By breaking down the lagging indicator (the BHAG goal of 500 basis points of improvement in EBITDA) into various functional areas and then taking action steps, the industrial company accomplished its goal in two years — far faster than the original goal of five years. Along the way, they learned several key lessons that further elevated the appeal of the aspirational P&L. The company took a hard look at the macro demand drivers for the next 20 years in its industry and broke those down across different regions of emerging and mature markets. The driving question was: How are we situated to solve those end-market trends?

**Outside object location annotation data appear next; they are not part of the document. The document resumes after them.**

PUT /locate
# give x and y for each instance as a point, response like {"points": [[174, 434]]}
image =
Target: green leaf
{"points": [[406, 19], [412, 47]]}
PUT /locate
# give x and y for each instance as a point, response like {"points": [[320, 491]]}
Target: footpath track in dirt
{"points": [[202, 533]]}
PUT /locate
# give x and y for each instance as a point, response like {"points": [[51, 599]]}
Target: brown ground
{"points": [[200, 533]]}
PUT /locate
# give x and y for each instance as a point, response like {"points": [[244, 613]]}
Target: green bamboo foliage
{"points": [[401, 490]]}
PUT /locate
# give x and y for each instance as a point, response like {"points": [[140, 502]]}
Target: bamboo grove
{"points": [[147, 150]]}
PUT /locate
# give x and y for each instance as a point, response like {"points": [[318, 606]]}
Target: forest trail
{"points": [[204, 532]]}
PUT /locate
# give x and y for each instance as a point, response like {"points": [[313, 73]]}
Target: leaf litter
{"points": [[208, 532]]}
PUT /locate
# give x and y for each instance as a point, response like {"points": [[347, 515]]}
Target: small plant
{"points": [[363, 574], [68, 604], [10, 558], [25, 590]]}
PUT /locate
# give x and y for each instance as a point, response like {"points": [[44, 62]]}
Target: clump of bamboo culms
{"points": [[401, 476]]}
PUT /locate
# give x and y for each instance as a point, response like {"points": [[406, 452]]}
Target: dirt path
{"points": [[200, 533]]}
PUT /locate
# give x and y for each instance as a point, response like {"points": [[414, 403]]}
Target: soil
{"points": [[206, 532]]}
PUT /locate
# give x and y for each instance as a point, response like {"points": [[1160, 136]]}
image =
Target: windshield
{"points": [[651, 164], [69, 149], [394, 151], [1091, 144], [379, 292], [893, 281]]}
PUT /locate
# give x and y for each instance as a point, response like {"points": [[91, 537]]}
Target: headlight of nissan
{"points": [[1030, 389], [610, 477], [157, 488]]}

As a result, this nearly century-old organization transformed itself from a company that sold the products it liked to make (but did not necessarily lead to growth) into an organization that invested in key end-markets based on solid, 20-year macro trends. This is the final takeaway: When an organization sets big, overarching goals, the thought among functional managers may very well be, “I hope someone else is grabbing onto it, because my department can’t deliver that.” With an aspirational P&L that breaks the goals down into bite-size strategies, everyone is co-invested in making improvements that cumulatively lead to success.